Musik, tak ada kata yang habis untuk membahasnya. Mungkin karena hampir semua orang tak dapat hidup tanpa musik. Dengan musik semua terasa berwarna. Ini pula yang dirasakan perempuan berkulit sawo matang ini. Lourentia Kinkin adalah seorang penyanyi yang memulai karir bernyanyi di Yogyakarta.
Sejak kecil, Kinkin sudah mencintai dunia tarik suara. Ia mengawali rasa cintanya terhadap musik dengan cara mengikuti kegiatan paduan suara di sekolah. Ia memulai keseriusannya, pada musik pada tahun 2015. Berawal dari sebuah ketidaksengajaan menggantikan vokalis sebuah band temannya pada saat kuliah. Pada 2017, perempuan asal madiun ini meyakinkan diri untuk meluncurkan single. “Pada tahun itu aku berpikir, tidak mungkin reguleran saja. Masa tidak ada sesuatu yang baru” tandasnya.
Ia telah menciptakan puluhan lagu sendiri, meskipun saat ini yang direalisasikan dalam satu album baru berjumlah sembilan track. Hampir seluruh lagu-lagu tersebut terinspirasi dari lamunan, pengalaman pribadi, dan lingkungan sekitarnya. Namun, siapa sangka dari hal-hal sederhana ini, seorang Lourentia Kinkin berhasil mewujudkan album yang telah lama dicita-citakannya. Lagu-lagu yang diciptakan begitu dekat dengan kejadian yang mungkin saat ini sering kita alami dilingkungan sekitar.
Kinkin mengaku mendapatkan inspirasi bermusik dari lamunannya ketika mengingat kejadian-kejadian unik di sekitarnya. “Salah satu lagu yang bisa dijadikan contoh yang berjudul apa kabar jakarta. Lagu ini tidak terduga, aku membuatnya di kereta menuju Jakarta. Dalam lamunanku saat itu, sepertinya unik juga kalau bikin lagu tentang perkotaan” tandasnya. Ia selalu peka terhadap sekitar, mungkin ini pula yang menjadi penanda atau karakteristiknya saat menciptakan karya. Ia menciptakan lagu dari pengalaman pribadi dan sekitarnya karena meyakini bahwa hal tersebut juga dekat dengan para pendengarnya.

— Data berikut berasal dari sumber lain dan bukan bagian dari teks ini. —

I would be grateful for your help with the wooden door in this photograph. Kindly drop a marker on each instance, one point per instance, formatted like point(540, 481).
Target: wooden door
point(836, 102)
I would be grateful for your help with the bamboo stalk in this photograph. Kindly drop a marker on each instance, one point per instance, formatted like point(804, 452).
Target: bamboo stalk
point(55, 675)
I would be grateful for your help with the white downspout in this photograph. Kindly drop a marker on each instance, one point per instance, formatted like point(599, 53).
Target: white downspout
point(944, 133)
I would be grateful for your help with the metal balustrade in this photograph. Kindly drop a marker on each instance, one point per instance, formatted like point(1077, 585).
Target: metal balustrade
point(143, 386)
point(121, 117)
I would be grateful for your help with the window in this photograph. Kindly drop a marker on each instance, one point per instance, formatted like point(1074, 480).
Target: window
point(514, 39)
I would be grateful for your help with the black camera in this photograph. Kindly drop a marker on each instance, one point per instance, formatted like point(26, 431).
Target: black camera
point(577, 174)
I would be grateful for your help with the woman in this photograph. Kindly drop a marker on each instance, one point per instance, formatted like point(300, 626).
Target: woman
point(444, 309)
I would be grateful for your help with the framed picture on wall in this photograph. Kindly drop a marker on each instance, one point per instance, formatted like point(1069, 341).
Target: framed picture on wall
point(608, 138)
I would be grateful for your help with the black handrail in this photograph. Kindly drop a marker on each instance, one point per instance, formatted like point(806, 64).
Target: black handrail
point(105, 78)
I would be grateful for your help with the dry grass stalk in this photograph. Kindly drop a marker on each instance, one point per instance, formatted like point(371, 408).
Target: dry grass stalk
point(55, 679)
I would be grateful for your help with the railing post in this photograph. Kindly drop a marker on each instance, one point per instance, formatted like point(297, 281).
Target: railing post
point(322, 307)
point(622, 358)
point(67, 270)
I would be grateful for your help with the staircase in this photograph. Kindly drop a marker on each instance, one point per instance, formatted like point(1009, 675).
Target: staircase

“Sebenarnya lagu-lagu yang aku ciptakan inspirasinya dari mana saja, dekat dengan sekitarku” tandasnya. Salah satunya Album “Daydreaming: From Your Bedroom” yang menggambarkan kompleksitas perasaan. “Album ini misalnya, aku mendapat inspirasi dari kegiatan yang ku alami pandemi 2020 kemarin” tambahnya kepada tim bernas.id. Lewat album ini, ia ingin mengajak pendengar untuk menyelami lautan perasaan yang mendadak muncul ketika kita sedang melamun. “Aku menciptakan lagu sebenarnya selain karena memang mencintai musik. Aku juga ingin menjadikan karya-karyaku sebagai pengingat hal monumental dalam hidup” tandasnya.
Perempuan manis ini, berpesan pada pembaca, musisi, atau bagi yang ingin bermusik bahwa apapun alasan utama anda bermusik, untuk dapat bertahan dibutuhkan karakter dan konsistensi. “Sebenarnya untuk bermusik dibutuhkan konsistensi. Pernah kehilangan inspirasi dan kreativitas, dipaksakan menulis lagu juga tidak keluar idenya. Cobalah lihat sekitarmu untuk menemukan rasanya kembali” tambahnya.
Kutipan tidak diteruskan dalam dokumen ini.